Pertama, hawa nafsu yang selalu diumbar, terlalu dimanja, karena memang nafsu suka akan hal-hal yang dimanja, suka kejahatan, keburukan, dan cepat emosian. Misalnya: tetangganya beli avansa, mulutnya berbusa-busa. Sahabatnya beli apartemen pikirannya jadi sentimen. Tetangganya beli kulkas hatinya panas. Saudaranya beli motor hatinya tambah kotor. Temanya naik jabatan sikapnya seperti orang kesetanan.


Baca juga:

Kedua, pelit, medit, bakhil, tak hanya materi. Seringkali kita pelit untuk menyapa, untuk memulai salam, bahkan pelit kepada diri sendiri. Dalam sebuah Hadis yang diriwayatkan oleh Imam Nasa’I dalam kitab as-Sunan al-Kubra, Nabi bersabda:

قَالَ رَسُولُ اللهِ صَلَّى اللهُ عَلَيْهِ وَسَلَّمَ: الْبَخِيلُ مَنْ ذُكِرْتُ عِنْدَهُ فَلَمْ يُصَلِّ عَلَيَّ. رَوَاهُ النَّسَائِي

Artinya: Rasullah bersabda: orang yang pelit adalah ketika disebut namaku (Nabi) maka ia tak mau membaca shalawat. (H.R Nasa’i).

Hadis diatas menjelaskan bahwa kategori pelit atau bakhil tak hanya dari segi materi saja, namun cakupanya lebih luas, bahkan bershalawat menjadi sangat penting ketika mendengar nama Nabi Muhammad.

Ketiga, ujub atau bangga diri, merasa dirinya orang baik, banyak amal ibadahnya. Padahal belum tentu amalnya diterima, bisa karena kurang syarat dan rukunnya atau bahkan tak mengetahui ilmunya.
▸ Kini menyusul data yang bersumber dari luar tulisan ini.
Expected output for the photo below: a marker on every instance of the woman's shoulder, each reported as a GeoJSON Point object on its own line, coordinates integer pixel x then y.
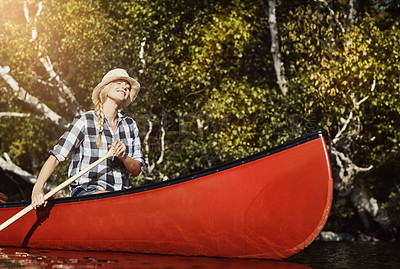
{"type": "Point", "coordinates": [88, 115]}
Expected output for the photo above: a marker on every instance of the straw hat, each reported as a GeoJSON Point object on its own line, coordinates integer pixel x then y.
{"type": "Point", "coordinates": [113, 75]}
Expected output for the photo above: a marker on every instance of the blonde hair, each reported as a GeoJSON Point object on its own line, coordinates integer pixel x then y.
{"type": "Point", "coordinates": [98, 107]}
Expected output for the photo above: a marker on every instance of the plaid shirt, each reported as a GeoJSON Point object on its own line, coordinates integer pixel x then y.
{"type": "Point", "coordinates": [80, 141]}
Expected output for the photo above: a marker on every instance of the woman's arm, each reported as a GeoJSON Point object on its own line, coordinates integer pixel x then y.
{"type": "Point", "coordinates": [45, 173]}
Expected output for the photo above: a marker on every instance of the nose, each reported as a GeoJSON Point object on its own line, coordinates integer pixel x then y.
{"type": "Point", "coordinates": [126, 85]}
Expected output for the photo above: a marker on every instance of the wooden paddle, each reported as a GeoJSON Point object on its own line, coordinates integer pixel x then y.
{"type": "Point", "coordinates": [55, 190]}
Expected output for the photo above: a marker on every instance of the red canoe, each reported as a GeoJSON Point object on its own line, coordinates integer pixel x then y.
{"type": "Point", "coordinates": [270, 205]}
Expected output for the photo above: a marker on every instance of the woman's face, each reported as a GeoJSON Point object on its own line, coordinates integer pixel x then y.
{"type": "Point", "coordinates": [119, 91]}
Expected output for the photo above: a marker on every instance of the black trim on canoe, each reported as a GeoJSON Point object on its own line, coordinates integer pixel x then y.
{"type": "Point", "coordinates": [224, 166]}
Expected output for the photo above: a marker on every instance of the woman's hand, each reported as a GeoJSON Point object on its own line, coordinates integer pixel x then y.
{"type": "Point", "coordinates": [119, 149]}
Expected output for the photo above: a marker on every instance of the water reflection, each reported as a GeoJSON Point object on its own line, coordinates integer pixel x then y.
{"type": "Point", "coordinates": [36, 258]}
{"type": "Point", "coordinates": [349, 255]}
{"type": "Point", "coordinates": [317, 255]}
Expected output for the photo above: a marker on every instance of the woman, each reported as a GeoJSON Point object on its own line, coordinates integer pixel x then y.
{"type": "Point", "coordinates": [92, 134]}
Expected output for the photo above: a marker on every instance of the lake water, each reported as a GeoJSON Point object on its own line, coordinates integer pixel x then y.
{"type": "Point", "coordinates": [317, 255]}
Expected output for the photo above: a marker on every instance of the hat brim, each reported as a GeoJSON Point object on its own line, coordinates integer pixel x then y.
{"type": "Point", "coordinates": [135, 88]}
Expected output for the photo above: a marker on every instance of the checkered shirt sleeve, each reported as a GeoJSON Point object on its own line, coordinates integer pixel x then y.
{"type": "Point", "coordinates": [79, 142]}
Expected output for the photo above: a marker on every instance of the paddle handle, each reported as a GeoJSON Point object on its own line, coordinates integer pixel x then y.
{"type": "Point", "coordinates": [55, 190]}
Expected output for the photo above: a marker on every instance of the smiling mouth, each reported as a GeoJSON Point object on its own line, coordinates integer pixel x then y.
{"type": "Point", "coordinates": [122, 92]}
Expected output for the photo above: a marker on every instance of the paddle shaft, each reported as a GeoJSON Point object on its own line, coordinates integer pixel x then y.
{"type": "Point", "coordinates": [54, 191]}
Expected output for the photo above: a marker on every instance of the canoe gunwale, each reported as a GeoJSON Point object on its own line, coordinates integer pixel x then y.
{"type": "Point", "coordinates": [290, 144]}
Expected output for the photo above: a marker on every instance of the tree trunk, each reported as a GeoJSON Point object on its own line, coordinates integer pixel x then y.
{"type": "Point", "coordinates": [276, 54]}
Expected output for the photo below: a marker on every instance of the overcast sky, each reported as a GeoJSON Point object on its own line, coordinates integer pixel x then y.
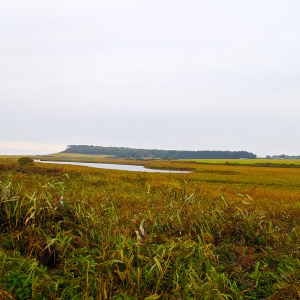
{"type": "Point", "coordinates": [167, 74]}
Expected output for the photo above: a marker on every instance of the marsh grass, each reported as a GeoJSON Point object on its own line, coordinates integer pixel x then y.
{"type": "Point", "coordinates": [71, 232]}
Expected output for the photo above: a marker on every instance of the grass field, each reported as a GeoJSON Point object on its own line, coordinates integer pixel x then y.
{"type": "Point", "coordinates": [220, 232]}
{"type": "Point", "coordinates": [258, 161]}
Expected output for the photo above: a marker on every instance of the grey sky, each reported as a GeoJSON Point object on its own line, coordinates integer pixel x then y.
{"type": "Point", "coordinates": [194, 75]}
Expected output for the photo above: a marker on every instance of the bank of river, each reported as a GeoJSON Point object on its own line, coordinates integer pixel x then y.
{"type": "Point", "coordinates": [134, 168]}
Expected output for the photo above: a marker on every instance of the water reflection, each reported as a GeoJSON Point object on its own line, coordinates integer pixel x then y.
{"type": "Point", "coordinates": [113, 166]}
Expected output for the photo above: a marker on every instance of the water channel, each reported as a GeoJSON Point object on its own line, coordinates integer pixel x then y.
{"type": "Point", "coordinates": [112, 166]}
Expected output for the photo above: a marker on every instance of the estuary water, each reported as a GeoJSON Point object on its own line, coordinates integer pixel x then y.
{"type": "Point", "coordinates": [112, 166]}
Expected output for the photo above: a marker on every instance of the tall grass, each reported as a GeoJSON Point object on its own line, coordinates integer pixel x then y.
{"type": "Point", "coordinates": [79, 233]}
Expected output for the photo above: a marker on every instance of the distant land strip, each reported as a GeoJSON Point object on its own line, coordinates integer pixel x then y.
{"type": "Point", "coordinates": [132, 153]}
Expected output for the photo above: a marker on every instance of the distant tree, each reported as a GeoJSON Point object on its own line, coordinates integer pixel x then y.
{"type": "Point", "coordinates": [25, 161]}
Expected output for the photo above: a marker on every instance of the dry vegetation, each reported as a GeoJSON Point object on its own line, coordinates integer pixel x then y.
{"type": "Point", "coordinates": [220, 232]}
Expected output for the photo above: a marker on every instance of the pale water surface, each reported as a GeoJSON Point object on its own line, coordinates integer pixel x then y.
{"type": "Point", "coordinates": [113, 166]}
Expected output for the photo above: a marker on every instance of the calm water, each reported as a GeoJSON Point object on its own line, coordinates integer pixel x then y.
{"type": "Point", "coordinates": [112, 166]}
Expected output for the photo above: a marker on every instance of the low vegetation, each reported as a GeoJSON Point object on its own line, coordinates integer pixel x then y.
{"type": "Point", "coordinates": [220, 232]}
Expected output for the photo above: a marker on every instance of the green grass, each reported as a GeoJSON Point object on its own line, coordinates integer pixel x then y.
{"type": "Point", "coordinates": [221, 232]}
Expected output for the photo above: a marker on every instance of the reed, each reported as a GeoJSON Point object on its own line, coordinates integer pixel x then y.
{"type": "Point", "coordinates": [221, 232]}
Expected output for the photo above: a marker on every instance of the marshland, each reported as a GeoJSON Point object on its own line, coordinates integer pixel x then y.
{"type": "Point", "coordinates": [226, 230]}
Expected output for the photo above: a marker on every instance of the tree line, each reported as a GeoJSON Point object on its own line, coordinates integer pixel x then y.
{"type": "Point", "coordinates": [125, 152]}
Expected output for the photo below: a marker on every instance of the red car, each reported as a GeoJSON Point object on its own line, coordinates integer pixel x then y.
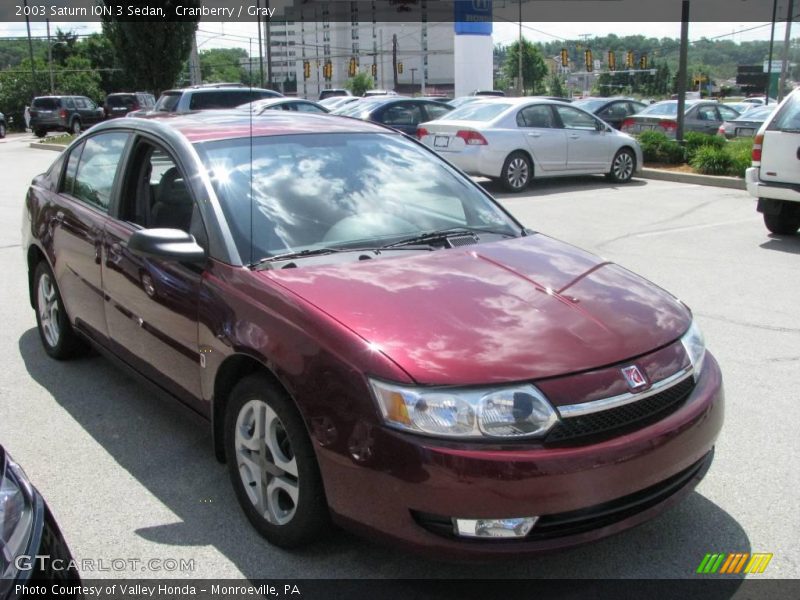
{"type": "Point", "coordinates": [372, 337]}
Dari penjelasan diatas bisa dipahami bahwa adanya perubahan waktu yang sangat cepat harus ada inovasi dan disikapi dengan bijaksana, serta dikuatkan dengan keimanan agar tak tergelincir dari rel kehidupan sehingga tercipta sebuah tatanan masyarakat yang damai dan sejahtera.